Funnily, their website says that their bots respect robots.txt ...but they do it in a rather peculiar way: if you specifically disallow ImagesiftBot in robots.txt they will leave your site alone, but if you don't specifically disallow their bot, they will follow directives for googlebot. Huh? Do they expect webmasters to know and include every single spam bot on the planet in robots.txt?
not2easy
2:02 pm on Jan 19, 2024 (gmt 0)
You should know that robots.txt is only a suggestion. It does not control the activities of bots mentioned or not mentioned in your robots.txt file. To prevent their access, you would need to control via IP block (see above) or UA block.
lucy24
5:33 pm on Jan 19, 2024 (gmt 0)
Curiouser and curiouser. I hadn't given this robot a thought since the thread started, so I re-checked logs. They continue to come by many times a day, never requesting anything but robots.txt. (Somewhere along the line I must have Disallowed them, but obviously can't have done so before I knew they existed.)
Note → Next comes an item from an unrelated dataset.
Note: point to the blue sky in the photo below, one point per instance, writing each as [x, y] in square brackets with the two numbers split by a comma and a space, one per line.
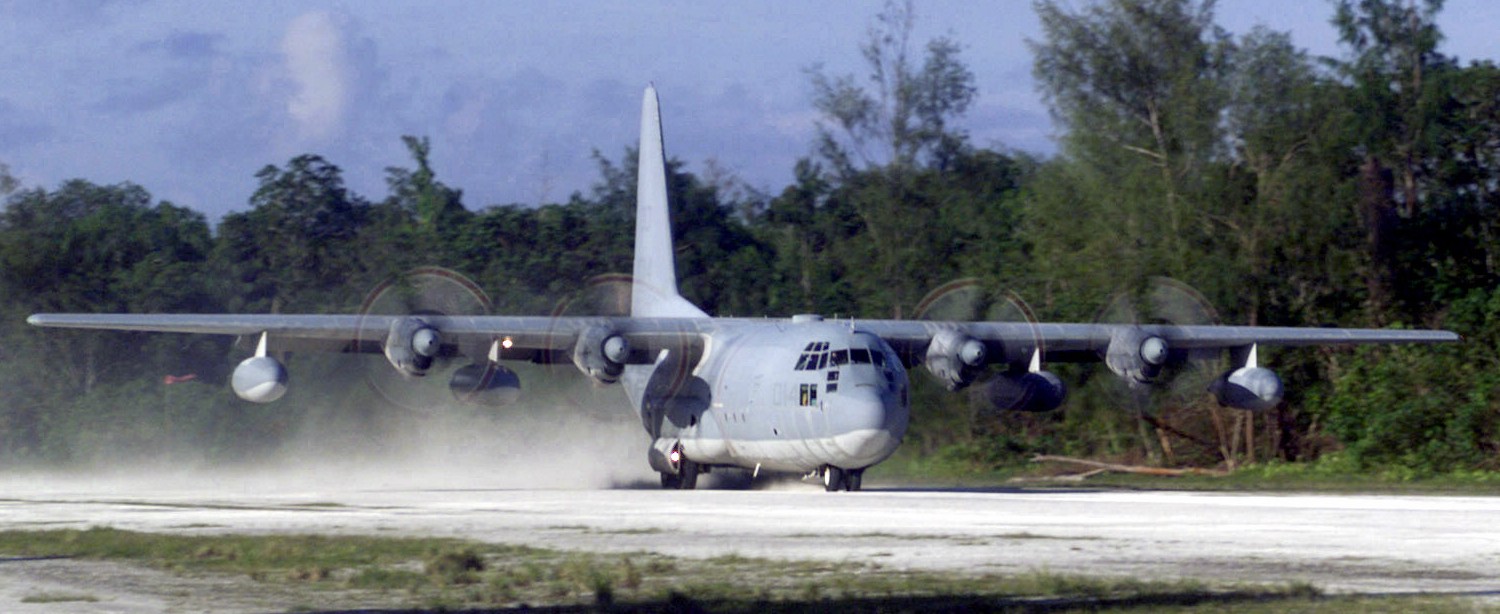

Further oddity: Before this blizzard of robots.txt requests began, I do find a lot of image requests from the same IP range, 64.124.8, interspersed with many robots.txt requests, all with a humanoid UA. These peaked towards the end of last June and then dropped off precipitously.
SumGuy
2:32 pm on Jan 20, 2024 (gmt 0)
The 64.124.8.0/24 being discussed here belongs to AS36321 (Castle Global Inc.) which has, in total, these CIDR's:
Interestingly, I am blocking some of those already in my WWW and SMTP blocking lists, but only one of those was already in my total-block-don't-log list. It was the CIDR in question -> 64.124.8.0/24.
In July 2022, 64.124.8.37 asked for robots.txt and landing page file. That's what probably led me to put it in my WWW blocking list. Looking now at my router's blocking logs, it was a month later that it returned and over several days tried to hit my server, about 80 times, and that would have triggered me to put it in my total block-don't-log list, so I have no records of what it's been up to since then.
But clearly its been around since at least July 2022.
I found this on crunchbase:
Castle Global is a software program company focusing on visual intelligence problems for producing unstructured visual data. Castle Global is a deep learning company founded by two stanford CS graduate students focused on visual intelligence problems. Their flagship product is a hive, a full stack deep learning platform that is composed of data labeling, custom model building, and complete enterprise SaaS solutions.
The listing says it was founded in 2012, and that it's current status is "closed". Other listing sites show a website URL that no longer exists.
lucy24
6:53 pm on Jan 20, 2024 (gmt 0)
The ongoing headscratcher: Why do some entities--the issue is not unique to Imagesift--honor one site's robots.txt but not another? They can't all be fakers, because sometimes the behavior all involves the same IP.